The studio's ambition is to further the RPG on all fronts – from big, sprawling decisions that impact the world to the very basic principle of handing an item from one NPC to another. It's a sign that The Witcher 3 could complete the developers' ongoing evolution from rough RPG debutantes to best-in-class.
Mateusz and Konrad Tomaszkiewicz, lead quest designer and game director respectively, list various types of open-world game, including GTA-style sandbox titles, before explaining why Piranha Bytes' Gothic series is the most apt comparison. “It's most similar to our game, I think,” Mateusz says. “A quite perfect combination of storyline and freedom in the open world. It's quite similar, the Gothic series, in terms of quest design and how we organise the story, but our game has a very, very big landscape and Gothic locations were open world...” “...on a smaller scale,” Konrad finishes.
We've written about the size of The Witcher 3's open world in past issues, but it's the detail of that landscape more than the scale that feels unprecedented. Individual blades of grass swaying in the wind, the animation quality of the creatures that bound at Geralt in battle, the sparks flying from his hand during a fire spell and the time-lapse effect of dramatic skies tearing over the monster-killer as he meditates. A lesser PC stands no chance here, and it's not just pretty effects that make The Witcher's world so enticing. The way the game's three regions are shaped by various portions of European mythology and history promise a coherent but still unusual dark fantasy world.

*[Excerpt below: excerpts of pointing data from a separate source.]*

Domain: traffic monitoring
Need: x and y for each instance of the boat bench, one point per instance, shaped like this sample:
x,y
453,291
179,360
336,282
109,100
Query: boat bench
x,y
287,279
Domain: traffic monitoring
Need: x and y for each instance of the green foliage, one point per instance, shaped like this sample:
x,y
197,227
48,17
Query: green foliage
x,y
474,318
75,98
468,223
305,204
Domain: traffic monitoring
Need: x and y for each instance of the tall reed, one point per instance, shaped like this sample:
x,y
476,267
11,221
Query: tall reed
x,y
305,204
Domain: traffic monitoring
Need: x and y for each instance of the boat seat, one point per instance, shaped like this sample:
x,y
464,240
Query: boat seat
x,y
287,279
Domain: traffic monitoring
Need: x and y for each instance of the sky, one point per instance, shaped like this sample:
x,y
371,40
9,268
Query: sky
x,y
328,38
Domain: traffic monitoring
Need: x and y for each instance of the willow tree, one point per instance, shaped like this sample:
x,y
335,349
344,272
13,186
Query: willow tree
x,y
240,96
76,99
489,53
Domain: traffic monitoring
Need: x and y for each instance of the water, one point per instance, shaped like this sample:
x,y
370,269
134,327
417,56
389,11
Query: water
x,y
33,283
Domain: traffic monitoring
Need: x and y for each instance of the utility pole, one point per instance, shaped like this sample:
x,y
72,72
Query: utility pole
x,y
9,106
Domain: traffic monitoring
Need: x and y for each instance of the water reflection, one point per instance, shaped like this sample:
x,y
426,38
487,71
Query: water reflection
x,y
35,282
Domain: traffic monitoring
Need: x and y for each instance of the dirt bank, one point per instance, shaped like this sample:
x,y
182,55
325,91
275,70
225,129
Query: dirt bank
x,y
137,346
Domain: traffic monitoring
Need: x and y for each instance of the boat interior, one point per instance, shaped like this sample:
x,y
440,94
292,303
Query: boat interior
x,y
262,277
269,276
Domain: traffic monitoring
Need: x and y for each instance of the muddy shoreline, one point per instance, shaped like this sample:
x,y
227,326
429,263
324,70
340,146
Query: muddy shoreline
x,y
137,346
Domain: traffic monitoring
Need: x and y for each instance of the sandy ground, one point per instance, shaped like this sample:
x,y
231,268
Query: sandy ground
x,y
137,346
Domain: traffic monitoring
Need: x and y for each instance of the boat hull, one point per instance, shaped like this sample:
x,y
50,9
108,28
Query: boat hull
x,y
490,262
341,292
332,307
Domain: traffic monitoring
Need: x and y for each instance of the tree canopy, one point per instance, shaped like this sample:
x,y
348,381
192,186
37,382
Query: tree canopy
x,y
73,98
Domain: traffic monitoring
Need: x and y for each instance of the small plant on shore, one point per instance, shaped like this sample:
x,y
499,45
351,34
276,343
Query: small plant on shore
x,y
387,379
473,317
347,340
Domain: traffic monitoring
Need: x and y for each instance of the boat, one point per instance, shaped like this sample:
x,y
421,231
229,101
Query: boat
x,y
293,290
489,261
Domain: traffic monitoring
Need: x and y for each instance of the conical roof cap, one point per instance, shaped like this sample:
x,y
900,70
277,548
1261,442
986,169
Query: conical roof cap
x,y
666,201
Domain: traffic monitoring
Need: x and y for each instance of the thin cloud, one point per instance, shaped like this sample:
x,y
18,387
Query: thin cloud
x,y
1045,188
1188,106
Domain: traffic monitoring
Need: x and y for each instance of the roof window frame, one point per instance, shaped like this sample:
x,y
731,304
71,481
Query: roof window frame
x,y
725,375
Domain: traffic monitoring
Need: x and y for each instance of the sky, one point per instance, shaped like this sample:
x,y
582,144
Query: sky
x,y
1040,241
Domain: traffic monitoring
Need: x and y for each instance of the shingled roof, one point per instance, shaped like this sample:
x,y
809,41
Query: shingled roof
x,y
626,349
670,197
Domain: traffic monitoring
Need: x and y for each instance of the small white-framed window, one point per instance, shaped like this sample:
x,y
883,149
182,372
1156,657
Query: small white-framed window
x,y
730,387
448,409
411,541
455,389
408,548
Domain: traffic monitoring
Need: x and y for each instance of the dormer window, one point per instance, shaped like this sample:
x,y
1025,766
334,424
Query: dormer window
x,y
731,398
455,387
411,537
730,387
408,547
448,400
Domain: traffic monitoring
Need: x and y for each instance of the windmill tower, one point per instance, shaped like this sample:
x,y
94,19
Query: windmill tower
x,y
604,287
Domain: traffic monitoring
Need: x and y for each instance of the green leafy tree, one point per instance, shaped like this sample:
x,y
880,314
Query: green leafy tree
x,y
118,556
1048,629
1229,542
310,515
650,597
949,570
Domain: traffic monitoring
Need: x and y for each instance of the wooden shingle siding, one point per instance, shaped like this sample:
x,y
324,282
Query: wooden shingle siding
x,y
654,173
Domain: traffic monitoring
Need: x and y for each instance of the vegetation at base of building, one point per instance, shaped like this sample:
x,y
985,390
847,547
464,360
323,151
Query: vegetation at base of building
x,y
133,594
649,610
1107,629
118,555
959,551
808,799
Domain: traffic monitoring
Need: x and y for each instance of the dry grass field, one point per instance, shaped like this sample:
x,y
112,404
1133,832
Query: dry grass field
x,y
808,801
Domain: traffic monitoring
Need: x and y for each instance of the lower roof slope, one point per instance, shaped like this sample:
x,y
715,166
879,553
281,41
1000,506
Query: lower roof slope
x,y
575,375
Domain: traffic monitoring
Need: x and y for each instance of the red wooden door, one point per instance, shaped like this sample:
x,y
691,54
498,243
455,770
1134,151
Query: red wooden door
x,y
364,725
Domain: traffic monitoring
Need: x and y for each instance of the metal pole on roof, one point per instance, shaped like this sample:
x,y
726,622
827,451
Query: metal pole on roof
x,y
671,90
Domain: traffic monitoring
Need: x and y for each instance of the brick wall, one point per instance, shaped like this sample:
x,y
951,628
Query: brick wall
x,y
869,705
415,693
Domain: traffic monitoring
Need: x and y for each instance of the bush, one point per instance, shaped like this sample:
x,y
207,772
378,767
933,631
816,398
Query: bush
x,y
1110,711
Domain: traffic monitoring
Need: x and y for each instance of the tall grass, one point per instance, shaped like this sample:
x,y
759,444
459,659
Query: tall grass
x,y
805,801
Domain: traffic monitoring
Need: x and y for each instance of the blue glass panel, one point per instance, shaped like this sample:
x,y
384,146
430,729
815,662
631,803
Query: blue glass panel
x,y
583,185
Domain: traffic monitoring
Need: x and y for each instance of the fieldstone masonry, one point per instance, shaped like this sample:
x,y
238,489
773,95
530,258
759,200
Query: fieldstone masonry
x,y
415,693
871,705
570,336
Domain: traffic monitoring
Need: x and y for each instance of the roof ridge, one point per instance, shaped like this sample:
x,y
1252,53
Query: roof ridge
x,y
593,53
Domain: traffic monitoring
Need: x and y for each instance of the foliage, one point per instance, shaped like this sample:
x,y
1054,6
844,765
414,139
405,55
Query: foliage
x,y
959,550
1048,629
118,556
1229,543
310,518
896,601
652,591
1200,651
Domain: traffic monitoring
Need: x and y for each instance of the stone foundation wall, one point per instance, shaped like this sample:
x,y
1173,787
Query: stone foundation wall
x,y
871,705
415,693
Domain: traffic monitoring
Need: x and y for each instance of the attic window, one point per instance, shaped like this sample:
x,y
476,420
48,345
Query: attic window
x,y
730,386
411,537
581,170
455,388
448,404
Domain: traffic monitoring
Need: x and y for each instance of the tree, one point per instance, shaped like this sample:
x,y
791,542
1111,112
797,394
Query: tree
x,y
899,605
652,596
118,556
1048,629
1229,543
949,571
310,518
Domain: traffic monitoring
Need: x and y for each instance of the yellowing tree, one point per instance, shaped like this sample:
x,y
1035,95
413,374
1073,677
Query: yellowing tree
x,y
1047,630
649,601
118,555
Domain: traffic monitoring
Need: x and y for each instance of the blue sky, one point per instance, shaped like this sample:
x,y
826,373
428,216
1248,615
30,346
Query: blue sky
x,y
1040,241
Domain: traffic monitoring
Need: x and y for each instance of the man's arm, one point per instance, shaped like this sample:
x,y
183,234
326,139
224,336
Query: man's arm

“We have to plan how to cover this big open world with content, which is not easy, because as you know there are some problems with that in openworld games,” Mateusz says. “We want to give worthwhile content to the players in the open world. We have to think about how to avoid repetitive quests, we have to think about how to fill this huge landscape with quests that you will notice and take part in, we have to make the main storyline easy to come back to if you delve into the sidequests, which might be difficult for some players.”
Various activities fill the world outside of the main story, including monster-hunting quests where Geralt plies his trade. Far from the typical open-world filler of recycled character models, these creatures require tracking and hunting down, and each has a backstory. “They involve hunting legendary creatures,” Mateusz says. “They should be tougher to beat than normal opponents. Each encounter contains a unique creature and each of those hunts is unique. They're not repeatable, in the sense that they each have their own plot. You can expect each settlement will have at least one of them, if not more.”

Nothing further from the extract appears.